Engineering the Immune System to Fight Cancer

Meet Assistant Professor Santiago Correa, an alum of our Rising Stars in Engineering in Health program whose innovative work intersects engineering and medicine.

Sep 21 2023 | Photo Credit: David Dini
Santiago Correa

Santiago Correa joined the faculty at Columbia Engineering in January 2023. He is an assistant professor in the Department of Biomedical Engineering and leads the Nanoscale Immunoengineering Lab. Credit: David Dini

During the COVID-19 outbreak in the spring of 2020, Santiago Correa joined the world in isolation, adjusting to quarantine life while continuing his biomedical research as a postdoctoral associate in the Appel Research Group at Stanford University. Little did he know that an experience in a new specialized program for postdocs and young investigators would soon land him on a path to Columbia Engineering

Correa, an assistant professor of biomedical engineering, credits the Rising Stars in Engineering in Health program for deepening his interest in pursuing a career in biomedical engineering and academia. Established by Columbia Engineering in 2020 in close partnership with Columbia University Irving Medical Center (CUIMC), the Rising Stars program aims to educate, train, and empower the next generation of leaders in academia at the intersection of engineering and the biomedical sciences. Now in its fourth year, the program, which involves a two-day workshop led by Columbia faculty and its co-hosts, has since expanded to include partners Johns Hopkins University and Cornell. (This year’s in-person program is hosted at Cornell.)

“I remember [the program] being a nice break to finally be with other peers even though we were all virtual then,” says Correa, one of 20 selected for the inaugural Rising Stars cohort. “It was really helpful for me, especially since I was in the very early stages of considering whether I would go into the faculty job market.” 

Immuno-engineering, nanotech, and the value of team science

Correa joined the Columbia biomedical engineering faculty in January 2023 and has established his lab in the Lasker Building at the medical center. Focused on the emerging field of immuno-engineering, Correa applies his expertise in nanotechnology development to modify biomaterials that can communicate with immune cells and effectively reprogram these cells to treat disease. His work at Stanford, prior to coming to Columbia, involved developing injectable hydrogels that stimulate the immune system to recognize and eliminate cancer.

Correa, who also is a member of Columbia’s Herbert Irving Comprehensive Cancer Center, is working with colleagues at both the Engineering School and at the medical center to leverage nanotechnology and biomaterials to reprogram the immune system to treat cancer and other diseases. 

Unlike at Columbia, “A lot of times you’ll see that there’s a little bit of a disconnect between the medical side of a university and its engineers, even if that university has a really great and established biomedical engineering program,” he says. 

“Being up in the medical center is perfect for the kind of research that I am doing. We need collaborative ties with basic scientists and clinicians who have these interdisciplinary skill sets that we all ultimately need in order to make these technologies actually clinically useful and feasible.”

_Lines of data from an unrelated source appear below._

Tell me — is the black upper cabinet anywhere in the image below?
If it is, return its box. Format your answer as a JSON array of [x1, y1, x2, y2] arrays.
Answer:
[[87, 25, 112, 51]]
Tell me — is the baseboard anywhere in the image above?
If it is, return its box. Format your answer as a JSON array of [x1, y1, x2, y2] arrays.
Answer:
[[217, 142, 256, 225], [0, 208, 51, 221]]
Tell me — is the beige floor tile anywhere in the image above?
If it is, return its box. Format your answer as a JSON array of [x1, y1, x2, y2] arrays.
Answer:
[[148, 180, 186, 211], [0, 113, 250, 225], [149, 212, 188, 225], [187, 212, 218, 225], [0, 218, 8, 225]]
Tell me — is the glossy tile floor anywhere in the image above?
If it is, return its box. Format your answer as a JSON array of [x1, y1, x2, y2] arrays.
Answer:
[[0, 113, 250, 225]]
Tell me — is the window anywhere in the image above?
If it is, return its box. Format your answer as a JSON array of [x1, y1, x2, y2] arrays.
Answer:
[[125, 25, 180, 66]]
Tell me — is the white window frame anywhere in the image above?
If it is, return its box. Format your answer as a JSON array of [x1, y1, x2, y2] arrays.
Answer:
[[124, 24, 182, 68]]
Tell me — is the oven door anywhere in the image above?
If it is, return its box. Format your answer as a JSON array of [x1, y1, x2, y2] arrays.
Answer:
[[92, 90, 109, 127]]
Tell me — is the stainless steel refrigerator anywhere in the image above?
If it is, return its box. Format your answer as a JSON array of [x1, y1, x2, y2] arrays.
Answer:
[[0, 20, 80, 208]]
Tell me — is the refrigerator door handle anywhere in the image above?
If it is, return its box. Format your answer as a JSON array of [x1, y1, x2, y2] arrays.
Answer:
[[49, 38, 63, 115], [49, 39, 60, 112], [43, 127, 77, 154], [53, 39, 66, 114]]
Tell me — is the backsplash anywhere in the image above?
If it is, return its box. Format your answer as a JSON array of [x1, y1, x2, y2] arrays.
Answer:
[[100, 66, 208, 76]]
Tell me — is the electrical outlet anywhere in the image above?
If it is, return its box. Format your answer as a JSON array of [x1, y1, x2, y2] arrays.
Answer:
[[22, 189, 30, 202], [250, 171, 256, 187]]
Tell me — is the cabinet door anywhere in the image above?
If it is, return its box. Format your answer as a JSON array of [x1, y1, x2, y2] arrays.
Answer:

This “team science” approach to biomedical engineering is fundamental to the way he runs his research group, and is even called out on the lab website. A first-generation Colombian American, Correa’s philosophy is that coalescing groups and teams of researchers with diverse backgrounds and fundamentally different training is crucial in this field. 

“For me, I’m making it really clear that the research space that I'm carving out here at Columbia is a space where I think collaboration and teamwork is really essential for not only doing good work, but creating an environment where doing good work is possible.”